Para mí, entrar en el siglo XVIII o el XIX y ponerme a escribir es como posar ante una cámara fotográfica: me paraliza como el susto fosfórico del arácnido flash; después, tengo que hacer un esfuerzo, tragar saliva, musitar débilmente "no, no" y sumergirme igual que un buzo de fines del siglo XIX, con una pesada escafandra y un cinturón de onzas de plomo, en un océano en su mayor parte desconocido y sólo en una muy pequeña intuido y apenas conocido, respirando el aire contado de una bomba manual. Al poco de estar paseando por el fondo desbrozando malezas marinas, me acomete la borrachera de las profundidades y no quiero salir de ahí; me tiran del cable, pero no salgo.
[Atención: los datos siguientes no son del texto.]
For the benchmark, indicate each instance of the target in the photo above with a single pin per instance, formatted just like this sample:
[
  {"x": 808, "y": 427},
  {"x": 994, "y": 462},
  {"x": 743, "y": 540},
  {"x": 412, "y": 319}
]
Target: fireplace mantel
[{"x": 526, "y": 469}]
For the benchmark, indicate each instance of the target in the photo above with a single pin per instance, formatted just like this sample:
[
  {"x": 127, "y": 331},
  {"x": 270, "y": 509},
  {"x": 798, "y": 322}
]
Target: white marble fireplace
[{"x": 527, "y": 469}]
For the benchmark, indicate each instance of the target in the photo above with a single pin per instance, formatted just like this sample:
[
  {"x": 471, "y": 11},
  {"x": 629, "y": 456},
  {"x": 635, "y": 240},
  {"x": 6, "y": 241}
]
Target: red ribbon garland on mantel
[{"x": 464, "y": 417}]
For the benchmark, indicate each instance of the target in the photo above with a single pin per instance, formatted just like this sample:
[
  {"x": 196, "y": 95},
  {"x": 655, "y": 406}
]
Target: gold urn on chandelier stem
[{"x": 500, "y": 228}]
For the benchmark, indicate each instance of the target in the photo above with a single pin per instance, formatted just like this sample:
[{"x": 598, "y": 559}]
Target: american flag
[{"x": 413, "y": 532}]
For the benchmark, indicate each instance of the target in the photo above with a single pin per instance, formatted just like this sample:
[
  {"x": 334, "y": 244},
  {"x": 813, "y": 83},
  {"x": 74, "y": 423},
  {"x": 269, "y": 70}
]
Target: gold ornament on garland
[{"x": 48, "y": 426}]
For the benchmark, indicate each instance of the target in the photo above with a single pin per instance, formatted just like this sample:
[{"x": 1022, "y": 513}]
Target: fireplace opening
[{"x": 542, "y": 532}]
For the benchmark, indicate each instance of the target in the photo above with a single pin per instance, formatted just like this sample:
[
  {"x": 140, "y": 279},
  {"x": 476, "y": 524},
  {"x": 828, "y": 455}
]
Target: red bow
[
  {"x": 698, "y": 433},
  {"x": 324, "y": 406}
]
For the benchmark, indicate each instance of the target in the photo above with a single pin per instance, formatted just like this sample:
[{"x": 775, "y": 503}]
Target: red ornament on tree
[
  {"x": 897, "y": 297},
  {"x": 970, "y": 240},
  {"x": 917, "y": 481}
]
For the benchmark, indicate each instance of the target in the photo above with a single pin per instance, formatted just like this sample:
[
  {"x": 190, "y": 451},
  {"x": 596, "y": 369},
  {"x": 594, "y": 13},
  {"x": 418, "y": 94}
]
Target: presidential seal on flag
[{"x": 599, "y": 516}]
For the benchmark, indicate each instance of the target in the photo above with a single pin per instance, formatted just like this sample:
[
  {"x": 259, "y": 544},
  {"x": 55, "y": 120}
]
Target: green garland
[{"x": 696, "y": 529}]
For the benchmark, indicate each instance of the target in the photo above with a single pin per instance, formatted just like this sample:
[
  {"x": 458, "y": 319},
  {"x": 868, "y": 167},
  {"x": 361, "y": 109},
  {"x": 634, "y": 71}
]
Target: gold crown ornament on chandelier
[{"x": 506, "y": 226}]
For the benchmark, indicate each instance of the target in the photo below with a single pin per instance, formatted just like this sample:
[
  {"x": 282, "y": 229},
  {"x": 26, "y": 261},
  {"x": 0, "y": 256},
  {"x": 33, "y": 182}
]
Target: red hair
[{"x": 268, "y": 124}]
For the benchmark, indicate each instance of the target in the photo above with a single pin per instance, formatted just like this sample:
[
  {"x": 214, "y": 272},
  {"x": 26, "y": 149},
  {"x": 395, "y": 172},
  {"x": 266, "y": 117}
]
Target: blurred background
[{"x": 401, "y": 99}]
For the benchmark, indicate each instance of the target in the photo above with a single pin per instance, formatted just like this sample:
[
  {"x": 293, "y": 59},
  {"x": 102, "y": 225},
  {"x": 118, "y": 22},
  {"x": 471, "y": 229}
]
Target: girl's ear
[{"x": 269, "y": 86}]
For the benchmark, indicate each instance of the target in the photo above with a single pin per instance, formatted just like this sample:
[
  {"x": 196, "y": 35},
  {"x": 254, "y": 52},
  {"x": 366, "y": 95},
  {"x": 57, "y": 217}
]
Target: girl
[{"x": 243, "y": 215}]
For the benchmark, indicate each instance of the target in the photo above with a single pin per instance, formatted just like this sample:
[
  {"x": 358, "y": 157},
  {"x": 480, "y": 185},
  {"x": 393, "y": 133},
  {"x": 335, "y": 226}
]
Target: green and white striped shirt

No puedo, no quiero salir. Me tienen que arrastrar fuera del despacho forrado de libros y del ordenador a las tantas de la noche para poder dormir algo, y aun me olvidaría de comer, porque en el fondo del océano ni siquiera siento hambre: sólo el tirón insaciable de la curiosidad. En el fondo del océano, me transformo en un tiburón de datos e historias. Y, cuando me sacan del agua, no puedo nadar, me asfixio, pienso que estoy en otro mundo y mi mirada se pone vidriosa: soy un pez fuera del agua.